The A432 is used by residents to travel into nearby Yate and Downend for services.

Frampton Cotterell is twinned with Kelbra, Germany.

==Governance==
An electoral ward in the same name exists. This ward stretches from Frampton Cotterell in the south to Iron Acton in the north. The total population of this ward taken at the 2011 census was 7,327.

=== Cogmill ===
Cogmill is a historical, and now almost non-existent hamlet in the north of Frampton Cotterell parish in South Gloucestershire. It is located on the B4058 between Frampton Cotterell and Iron Acton, and was possibly the site of a Roman settlement.
The name derives from the site of a watermill that was the originally recorded in the 1086 Doomsday census as "Cock Mill" and served as a gristmill for "Cock Mill Farm". The last known recording of this spelling was in the Appointment Roll of 1841 Tithe Map, from then on it has been known as Cogmill.

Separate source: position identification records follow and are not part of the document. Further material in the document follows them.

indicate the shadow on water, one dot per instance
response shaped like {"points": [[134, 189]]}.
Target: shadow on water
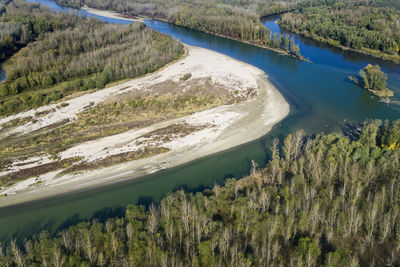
{"points": [[320, 98]]}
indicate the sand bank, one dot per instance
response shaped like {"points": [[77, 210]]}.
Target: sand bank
{"points": [[224, 127]]}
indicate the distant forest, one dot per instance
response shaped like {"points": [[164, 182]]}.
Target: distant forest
{"points": [[374, 30], [369, 26], [322, 201], [50, 55], [235, 19]]}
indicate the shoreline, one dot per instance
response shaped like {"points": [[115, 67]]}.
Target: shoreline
{"points": [[252, 119], [344, 48], [113, 14]]}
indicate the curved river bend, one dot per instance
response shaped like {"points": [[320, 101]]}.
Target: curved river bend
{"points": [[321, 100]]}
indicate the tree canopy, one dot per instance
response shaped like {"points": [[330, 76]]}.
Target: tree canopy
{"points": [[322, 201]]}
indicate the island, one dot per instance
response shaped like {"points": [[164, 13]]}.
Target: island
{"points": [[89, 123], [374, 80]]}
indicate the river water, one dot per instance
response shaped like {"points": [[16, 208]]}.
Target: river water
{"points": [[321, 99]]}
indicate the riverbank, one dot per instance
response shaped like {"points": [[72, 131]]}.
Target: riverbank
{"points": [[365, 51], [218, 128], [112, 14]]}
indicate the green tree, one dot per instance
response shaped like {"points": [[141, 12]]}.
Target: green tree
{"points": [[308, 250], [373, 77]]}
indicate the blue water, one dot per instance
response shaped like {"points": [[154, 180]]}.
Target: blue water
{"points": [[321, 99]]}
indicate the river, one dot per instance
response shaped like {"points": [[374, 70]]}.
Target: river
{"points": [[321, 99]]}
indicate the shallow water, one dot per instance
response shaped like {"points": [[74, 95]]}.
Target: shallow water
{"points": [[321, 98]]}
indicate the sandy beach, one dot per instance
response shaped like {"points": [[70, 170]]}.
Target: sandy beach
{"points": [[222, 128]]}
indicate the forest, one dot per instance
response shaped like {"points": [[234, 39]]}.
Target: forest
{"points": [[373, 30], [329, 200], [59, 54], [234, 19]]}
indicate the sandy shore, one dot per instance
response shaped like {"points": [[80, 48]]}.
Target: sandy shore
{"points": [[227, 126]]}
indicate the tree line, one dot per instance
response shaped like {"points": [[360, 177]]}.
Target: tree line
{"points": [[352, 25], [323, 201], [235, 19], [64, 53]]}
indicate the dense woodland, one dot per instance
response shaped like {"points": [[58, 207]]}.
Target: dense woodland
{"points": [[64, 54], [375, 30], [329, 201], [235, 19]]}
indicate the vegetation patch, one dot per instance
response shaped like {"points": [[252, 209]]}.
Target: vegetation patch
{"points": [[322, 201], [64, 54], [23, 174], [116, 159]]}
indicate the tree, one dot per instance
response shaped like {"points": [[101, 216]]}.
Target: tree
{"points": [[373, 78]]}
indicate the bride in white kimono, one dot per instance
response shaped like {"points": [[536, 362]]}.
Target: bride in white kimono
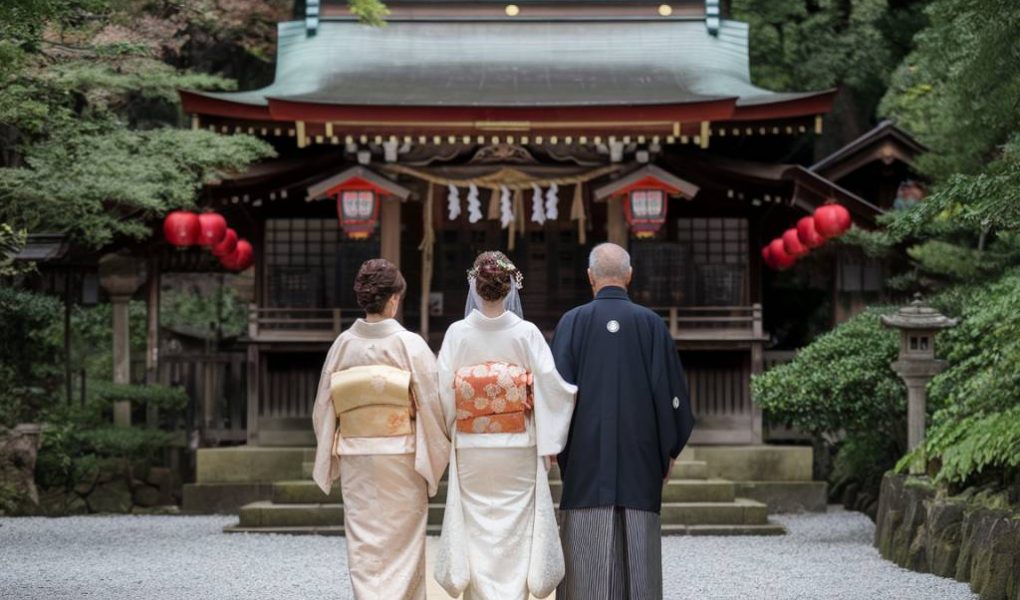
{"points": [[389, 446], [511, 412]]}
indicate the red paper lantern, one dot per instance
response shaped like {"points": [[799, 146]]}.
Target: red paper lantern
{"points": [[646, 211], [226, 245], [831, 220], [792, 244], [212, 229], [182, 229], [807, 234], [241, 258], [780, 260], [358, 211]]}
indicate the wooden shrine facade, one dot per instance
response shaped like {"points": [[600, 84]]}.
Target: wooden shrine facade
{"points": [[459, 128]]}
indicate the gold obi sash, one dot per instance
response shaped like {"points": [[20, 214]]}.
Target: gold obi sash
{"points": [[491, 398], [372, 401]]}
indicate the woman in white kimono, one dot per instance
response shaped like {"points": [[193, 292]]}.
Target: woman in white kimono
{"points": [[511, 412], [390, 444]]}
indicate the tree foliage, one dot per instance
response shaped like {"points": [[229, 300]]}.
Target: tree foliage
{"points": [[799, 45], [89, 114], [976, 430], [839, 384]]}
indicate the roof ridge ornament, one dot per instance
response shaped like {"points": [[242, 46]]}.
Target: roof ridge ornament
{"points": [[311, 16], [712, 16]]}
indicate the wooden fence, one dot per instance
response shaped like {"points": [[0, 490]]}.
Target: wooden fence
{"points": [[216, 385]]}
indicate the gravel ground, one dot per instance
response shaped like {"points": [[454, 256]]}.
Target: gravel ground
{"points": [[825, 556]]}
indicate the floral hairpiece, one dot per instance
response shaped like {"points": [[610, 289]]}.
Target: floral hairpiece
{"points": [[506, 265]]}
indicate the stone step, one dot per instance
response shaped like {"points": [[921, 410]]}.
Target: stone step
{"points": [[740, 511], [769, 529], [682, 469], [308, 531], [302, 492], [267, 514]]}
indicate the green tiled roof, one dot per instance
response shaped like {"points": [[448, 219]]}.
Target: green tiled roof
{"points": [[511, 63]]}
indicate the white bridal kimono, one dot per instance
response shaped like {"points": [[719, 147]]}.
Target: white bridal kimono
{"points": [[499, 539], [387, 481]]}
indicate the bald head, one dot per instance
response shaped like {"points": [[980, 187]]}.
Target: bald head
{"points": [[609, 264]]}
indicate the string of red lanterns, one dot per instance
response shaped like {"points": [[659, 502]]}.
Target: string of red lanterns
{"points": [[828, 221], [183, 229]]}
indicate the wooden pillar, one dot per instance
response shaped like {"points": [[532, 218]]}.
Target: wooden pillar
{"points": [[390, 237], [616, 223], [121, 355], [390, 230], [152, 336], [757, 366], [254, 381]]}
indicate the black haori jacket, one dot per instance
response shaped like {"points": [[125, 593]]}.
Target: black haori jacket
{"points": [[632, 412]]}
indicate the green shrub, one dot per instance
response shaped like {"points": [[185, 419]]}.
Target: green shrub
{"points": [[840, 383], [161, 397], [975, 432], [31, 327]]}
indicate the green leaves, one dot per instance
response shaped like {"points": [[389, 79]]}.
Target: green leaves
{"points": [[371, 12], [842, 382], [100, 186]]}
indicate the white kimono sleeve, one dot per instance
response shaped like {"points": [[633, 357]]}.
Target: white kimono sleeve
{"points": [[326, 467], [554, 398], [446, 376]]}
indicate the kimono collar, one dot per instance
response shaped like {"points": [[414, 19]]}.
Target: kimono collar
{"points": [[612, 293], [503, 321], [383, 329]]}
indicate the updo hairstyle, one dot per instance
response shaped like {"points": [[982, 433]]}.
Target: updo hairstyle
{"points": [[494, 276], [376, 282]]}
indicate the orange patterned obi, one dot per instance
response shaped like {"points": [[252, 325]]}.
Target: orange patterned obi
{"points": [[492, 397], [372, 401]]}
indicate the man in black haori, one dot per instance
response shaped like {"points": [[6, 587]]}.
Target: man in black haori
{"points": [[631, 418]]}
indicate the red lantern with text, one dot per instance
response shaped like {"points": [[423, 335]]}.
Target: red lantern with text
{"points": [[241, 258], [212, 229], [646, 211], [182, 229], [780, 260], [358, 211], [807, 234], [792, 244], [831, 220], [226, 245]]}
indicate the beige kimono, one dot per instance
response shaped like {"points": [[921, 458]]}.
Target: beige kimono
{"points": [[386, 482]]}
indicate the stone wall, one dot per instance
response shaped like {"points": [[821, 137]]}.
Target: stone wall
{"points": [[973, 537], [154, 493]]}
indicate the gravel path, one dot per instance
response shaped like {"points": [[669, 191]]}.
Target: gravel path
{"points": [[825, 556]]}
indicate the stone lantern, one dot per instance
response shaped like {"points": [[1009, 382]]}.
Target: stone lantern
{"points": [[121, 275], [917, 363]]}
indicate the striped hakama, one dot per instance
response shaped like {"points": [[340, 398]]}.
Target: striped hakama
{"points": [[611, 553]]}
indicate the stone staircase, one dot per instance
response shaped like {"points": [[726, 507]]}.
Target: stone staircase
{"points": [[693, 504]]}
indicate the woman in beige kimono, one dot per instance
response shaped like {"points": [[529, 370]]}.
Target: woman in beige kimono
{"points": [[390, 444], [511, 412]]}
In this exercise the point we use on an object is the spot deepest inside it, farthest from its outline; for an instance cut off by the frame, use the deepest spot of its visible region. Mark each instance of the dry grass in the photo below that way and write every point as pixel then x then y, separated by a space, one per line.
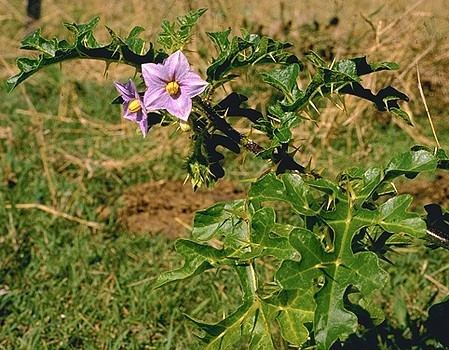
pixel 411 33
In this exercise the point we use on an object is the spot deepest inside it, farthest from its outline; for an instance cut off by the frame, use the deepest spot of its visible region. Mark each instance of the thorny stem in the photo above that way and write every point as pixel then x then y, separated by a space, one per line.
pixel 221 124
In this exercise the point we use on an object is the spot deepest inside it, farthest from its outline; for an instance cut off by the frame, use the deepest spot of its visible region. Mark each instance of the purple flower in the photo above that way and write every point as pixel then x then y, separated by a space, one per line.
pixel 171 85
pixel 133 105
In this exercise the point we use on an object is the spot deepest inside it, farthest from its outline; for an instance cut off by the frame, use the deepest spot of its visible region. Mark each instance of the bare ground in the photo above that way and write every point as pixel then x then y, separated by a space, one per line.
pixel 168 206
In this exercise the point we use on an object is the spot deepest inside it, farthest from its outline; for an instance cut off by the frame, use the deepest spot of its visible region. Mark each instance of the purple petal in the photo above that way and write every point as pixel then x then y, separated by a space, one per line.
pixel 176 65
pixel 192 84
pixel 127 90
pixel 127 114
pixel 180 107
pixel 143 124
pixel 155 75
pixel 155 99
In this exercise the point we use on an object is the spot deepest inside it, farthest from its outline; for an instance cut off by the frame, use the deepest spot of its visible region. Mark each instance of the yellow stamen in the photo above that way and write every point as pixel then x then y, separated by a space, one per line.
pixel 172 88
pixel 134 106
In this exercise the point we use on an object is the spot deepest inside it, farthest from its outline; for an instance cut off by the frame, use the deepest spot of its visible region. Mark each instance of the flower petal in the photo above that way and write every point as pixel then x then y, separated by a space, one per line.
pixel 155 99
pixel 180 107
pixel 192 84
pixel 127 114
pixel 127 91
pixel 143 124
pixel 176 65
pixel 155 75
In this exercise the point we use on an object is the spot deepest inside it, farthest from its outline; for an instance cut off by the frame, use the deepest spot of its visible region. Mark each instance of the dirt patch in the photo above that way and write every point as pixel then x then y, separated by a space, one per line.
pixel 429 191
pixel 169 206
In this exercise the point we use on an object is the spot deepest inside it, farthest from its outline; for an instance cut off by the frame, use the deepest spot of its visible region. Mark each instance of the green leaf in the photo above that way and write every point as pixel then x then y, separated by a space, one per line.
pixel 293 309
pixel 129 51
pixel 284 79
pixel 247 328
pixel 344 76
pixel 394 217
pixel 217 220
pixel 411 163
pixel 197 258
pixel 289 188
pixel 250 49
pixel 175 35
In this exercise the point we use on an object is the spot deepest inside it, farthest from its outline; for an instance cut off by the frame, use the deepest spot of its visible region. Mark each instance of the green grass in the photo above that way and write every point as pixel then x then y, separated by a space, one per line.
pixel 63 285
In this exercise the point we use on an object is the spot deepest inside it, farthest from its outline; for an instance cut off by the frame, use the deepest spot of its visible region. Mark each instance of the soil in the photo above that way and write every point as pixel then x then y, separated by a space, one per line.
pixel 168 206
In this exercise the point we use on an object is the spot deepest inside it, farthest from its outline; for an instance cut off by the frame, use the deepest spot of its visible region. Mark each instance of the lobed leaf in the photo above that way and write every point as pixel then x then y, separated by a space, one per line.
pixel 131 51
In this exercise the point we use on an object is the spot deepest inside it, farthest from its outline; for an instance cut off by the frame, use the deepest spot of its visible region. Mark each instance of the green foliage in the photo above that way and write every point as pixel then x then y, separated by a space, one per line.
pixel 326 258
pixel 250 49
pixel 131 50
pixel 175 35
pixel 322 267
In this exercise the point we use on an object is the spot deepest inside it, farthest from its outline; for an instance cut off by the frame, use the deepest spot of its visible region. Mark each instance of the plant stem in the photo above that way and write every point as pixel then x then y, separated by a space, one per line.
pixel 282 157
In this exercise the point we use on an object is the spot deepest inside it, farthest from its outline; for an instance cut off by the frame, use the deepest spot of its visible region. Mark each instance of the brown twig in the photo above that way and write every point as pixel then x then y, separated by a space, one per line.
pixel 55 212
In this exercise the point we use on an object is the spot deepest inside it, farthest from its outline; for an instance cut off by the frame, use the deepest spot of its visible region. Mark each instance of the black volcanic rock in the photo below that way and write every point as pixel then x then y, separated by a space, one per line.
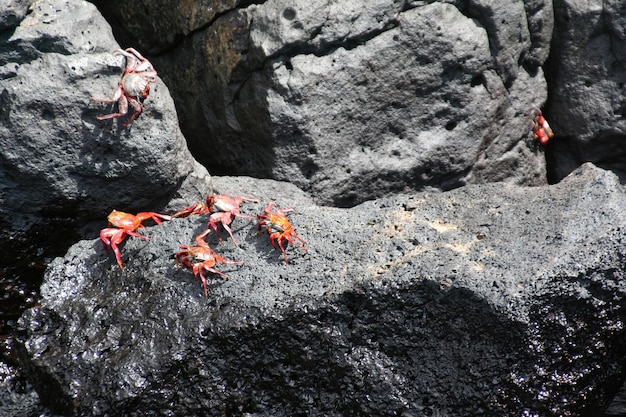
pixel 486 300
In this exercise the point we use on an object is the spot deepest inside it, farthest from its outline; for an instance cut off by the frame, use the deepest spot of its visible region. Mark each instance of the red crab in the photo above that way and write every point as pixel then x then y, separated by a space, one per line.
pixel 279 228
pixel 134 87
pixel 200 259
pixel 125 224
pixel 223 208
pixel 541 129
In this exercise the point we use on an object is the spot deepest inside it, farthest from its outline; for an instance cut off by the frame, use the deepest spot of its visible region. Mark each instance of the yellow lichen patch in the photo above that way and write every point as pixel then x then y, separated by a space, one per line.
pixel 443 227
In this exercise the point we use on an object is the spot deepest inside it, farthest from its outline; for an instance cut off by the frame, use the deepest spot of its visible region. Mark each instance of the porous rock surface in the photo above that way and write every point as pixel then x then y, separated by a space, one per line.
pixel 59 166
pixel 587 77
pixel 351 100
pixel 493 300
pixel 56 159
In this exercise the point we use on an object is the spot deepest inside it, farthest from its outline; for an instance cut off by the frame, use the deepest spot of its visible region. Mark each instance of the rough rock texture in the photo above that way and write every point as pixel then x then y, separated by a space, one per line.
pixel 54 155
pixel 485 300
pixel 59 166
pixel 587 74
pixel 352 100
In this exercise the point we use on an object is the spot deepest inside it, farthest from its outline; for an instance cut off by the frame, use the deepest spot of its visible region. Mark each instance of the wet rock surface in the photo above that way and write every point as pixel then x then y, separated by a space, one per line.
pixel 60 168
pixel 587 72
pixel 486 300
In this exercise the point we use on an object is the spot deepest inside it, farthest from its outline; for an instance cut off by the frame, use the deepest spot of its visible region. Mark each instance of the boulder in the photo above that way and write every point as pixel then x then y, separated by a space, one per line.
pixel 59 166
pixel 587 75
pixel 484 300
pixel 354 100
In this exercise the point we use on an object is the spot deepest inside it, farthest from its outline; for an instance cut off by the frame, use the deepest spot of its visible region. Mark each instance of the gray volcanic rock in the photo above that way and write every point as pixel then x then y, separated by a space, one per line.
pixel 587 73
pixel 59 166
pixel 485 300
pixel 55 157
pixel 352 100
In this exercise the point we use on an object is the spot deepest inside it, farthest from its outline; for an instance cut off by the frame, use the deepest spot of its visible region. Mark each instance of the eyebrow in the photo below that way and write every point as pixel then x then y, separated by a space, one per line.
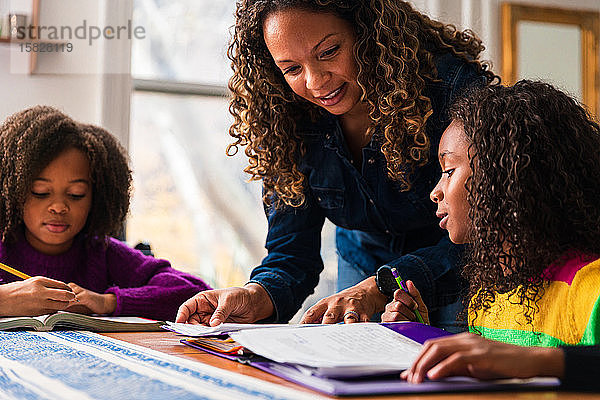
pixel 73 181
pixel 444 154
pixel 314 48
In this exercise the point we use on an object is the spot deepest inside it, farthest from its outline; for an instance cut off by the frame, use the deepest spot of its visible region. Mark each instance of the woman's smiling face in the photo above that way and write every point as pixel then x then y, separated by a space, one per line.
pixel 450 193
pixel 314 51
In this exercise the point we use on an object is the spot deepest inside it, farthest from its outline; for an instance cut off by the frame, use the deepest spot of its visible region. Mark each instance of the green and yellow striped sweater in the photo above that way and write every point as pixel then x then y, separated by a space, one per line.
pixel 568 314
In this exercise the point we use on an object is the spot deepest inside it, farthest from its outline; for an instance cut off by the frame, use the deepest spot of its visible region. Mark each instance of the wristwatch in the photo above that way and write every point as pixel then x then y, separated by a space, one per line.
pixel 386 283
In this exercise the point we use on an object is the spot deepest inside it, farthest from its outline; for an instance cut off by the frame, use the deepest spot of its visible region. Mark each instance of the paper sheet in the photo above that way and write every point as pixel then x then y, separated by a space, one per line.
pixel 203 330
pixel 329 346
pixel 84 365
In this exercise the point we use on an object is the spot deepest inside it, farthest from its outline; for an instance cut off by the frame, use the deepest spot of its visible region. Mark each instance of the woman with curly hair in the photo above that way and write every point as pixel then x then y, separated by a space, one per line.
pixel 338 104
pixel 65 189
pixel 520 178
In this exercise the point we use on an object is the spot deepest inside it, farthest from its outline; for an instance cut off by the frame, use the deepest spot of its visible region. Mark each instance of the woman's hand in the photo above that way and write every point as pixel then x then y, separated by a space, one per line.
pixel 34 296
pixel 89 302
pixel 467 354
pixel 246 304
pixel 355 304
pixel 403 307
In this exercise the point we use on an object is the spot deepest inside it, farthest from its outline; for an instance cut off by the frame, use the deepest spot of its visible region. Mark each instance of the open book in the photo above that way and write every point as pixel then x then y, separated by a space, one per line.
pixel 334 350
pixel 68 321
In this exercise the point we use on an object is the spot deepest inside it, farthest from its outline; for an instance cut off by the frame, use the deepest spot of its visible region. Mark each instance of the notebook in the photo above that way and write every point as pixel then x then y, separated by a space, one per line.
pixel 71 321
pixel 361 380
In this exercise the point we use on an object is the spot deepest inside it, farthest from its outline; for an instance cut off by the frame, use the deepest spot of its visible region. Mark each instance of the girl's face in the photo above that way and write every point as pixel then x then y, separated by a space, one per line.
pixel 314 51
pixel 57 207
pixel 450 193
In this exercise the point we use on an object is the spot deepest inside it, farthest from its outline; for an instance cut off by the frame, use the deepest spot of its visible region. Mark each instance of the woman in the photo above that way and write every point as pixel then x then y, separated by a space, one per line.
pixel 339 104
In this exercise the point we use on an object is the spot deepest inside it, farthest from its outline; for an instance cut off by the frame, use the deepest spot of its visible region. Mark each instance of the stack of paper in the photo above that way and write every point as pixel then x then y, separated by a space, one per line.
pixel 333 350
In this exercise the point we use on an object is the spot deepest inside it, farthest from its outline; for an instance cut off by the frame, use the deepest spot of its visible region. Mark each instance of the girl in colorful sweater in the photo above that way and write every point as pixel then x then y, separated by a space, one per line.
pixel 520 183
pixel 65 189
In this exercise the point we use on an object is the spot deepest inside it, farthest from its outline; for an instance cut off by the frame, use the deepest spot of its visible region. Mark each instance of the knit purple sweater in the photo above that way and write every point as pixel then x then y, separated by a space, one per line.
pixel 145 286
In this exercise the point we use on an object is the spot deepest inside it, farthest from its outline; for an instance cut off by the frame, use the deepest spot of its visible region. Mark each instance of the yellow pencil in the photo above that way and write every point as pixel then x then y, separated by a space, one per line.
pixel 14 271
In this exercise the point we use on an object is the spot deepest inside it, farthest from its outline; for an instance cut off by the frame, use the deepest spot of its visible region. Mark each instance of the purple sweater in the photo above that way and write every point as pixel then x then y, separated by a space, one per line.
pixel 145 286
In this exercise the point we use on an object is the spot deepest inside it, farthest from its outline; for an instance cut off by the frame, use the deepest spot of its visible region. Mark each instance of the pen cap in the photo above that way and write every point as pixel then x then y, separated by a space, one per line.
pixel 386 283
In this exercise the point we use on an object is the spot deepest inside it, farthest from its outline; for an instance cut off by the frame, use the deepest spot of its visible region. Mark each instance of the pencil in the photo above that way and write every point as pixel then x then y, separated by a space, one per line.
pixel 14 271
pixel 402 286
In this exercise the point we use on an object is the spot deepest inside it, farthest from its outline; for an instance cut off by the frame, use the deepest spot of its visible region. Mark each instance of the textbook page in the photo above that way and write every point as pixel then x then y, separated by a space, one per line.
pixel 333 346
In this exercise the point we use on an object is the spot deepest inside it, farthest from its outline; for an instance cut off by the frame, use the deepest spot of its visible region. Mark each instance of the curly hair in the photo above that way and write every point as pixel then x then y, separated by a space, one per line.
pixel 31 139
pixel 534 191
pixel 394 53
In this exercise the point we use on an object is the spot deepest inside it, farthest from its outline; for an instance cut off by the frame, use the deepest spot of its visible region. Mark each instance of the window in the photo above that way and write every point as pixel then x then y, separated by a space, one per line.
pixel 191 202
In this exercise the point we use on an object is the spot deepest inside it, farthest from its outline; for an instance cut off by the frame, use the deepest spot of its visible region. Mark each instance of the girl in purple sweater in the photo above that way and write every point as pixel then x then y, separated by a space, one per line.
pixel 64 190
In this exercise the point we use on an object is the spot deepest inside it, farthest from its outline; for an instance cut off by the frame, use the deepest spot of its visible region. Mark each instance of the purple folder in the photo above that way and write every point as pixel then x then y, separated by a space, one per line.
pixel 385 384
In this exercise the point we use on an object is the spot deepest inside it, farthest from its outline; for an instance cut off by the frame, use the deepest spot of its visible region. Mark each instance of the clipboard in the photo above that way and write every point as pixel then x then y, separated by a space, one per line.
pixel 385 384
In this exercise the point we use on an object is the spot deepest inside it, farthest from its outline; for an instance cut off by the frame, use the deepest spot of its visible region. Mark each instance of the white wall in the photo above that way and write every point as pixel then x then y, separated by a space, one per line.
pixel 73 82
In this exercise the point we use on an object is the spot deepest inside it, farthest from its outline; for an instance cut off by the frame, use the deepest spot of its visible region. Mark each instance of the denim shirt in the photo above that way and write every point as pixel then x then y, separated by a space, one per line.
pixel 377 223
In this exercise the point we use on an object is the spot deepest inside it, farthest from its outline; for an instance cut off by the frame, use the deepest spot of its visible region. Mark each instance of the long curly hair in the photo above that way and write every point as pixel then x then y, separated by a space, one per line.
pixel 533 195
pixel 31 139
pixel 394 53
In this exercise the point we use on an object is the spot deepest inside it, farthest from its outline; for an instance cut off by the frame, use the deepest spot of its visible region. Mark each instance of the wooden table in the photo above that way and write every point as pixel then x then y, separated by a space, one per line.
pixel 168 342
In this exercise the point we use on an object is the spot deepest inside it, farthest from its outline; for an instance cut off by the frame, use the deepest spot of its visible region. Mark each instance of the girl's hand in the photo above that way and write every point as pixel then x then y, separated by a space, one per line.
pixel 355 304
pixel 403 307
pixel 467 354
pixel 34 296
pixel 89 302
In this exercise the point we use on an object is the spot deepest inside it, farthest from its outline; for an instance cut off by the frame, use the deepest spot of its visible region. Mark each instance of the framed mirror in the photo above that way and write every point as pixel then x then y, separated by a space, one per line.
pixel 556 45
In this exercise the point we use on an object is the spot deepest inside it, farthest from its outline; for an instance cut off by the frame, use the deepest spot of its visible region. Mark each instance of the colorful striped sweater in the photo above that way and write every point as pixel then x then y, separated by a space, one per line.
pixel 568 314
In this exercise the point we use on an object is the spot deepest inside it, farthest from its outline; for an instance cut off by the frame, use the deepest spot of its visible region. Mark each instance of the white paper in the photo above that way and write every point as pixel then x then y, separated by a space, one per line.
pixel 333 346
pixel 203 330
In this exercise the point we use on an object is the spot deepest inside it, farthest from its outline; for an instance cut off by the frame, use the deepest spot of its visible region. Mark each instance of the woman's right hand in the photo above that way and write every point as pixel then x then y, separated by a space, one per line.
pixel 246 304
pixel 403 307
pixel 34 296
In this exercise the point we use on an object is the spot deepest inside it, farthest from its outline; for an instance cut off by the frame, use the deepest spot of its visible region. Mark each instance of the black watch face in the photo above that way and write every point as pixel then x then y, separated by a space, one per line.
pixel 386 282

The watermill remained functioning until the early 19th century and was finally demolished in 1958 by a compulsory purchase order by South Gloucestershire Council to eliminate a sharp corner on the B4058 road. Cogmill Farm still remains but the only evidence of the watermill is the remains of the tail-race tunnel and spill tunnel each side of the current river bridge. An article describing the mill was published by the Bristol Industrial Archaeological Society in 1981 (BIAS Journal, volume 13, page 2)

In 2006 near the site of Cogmill, South Gloucestershire Council selected an area of land for a residential site for Gypsies and Travellers called Frampton Park.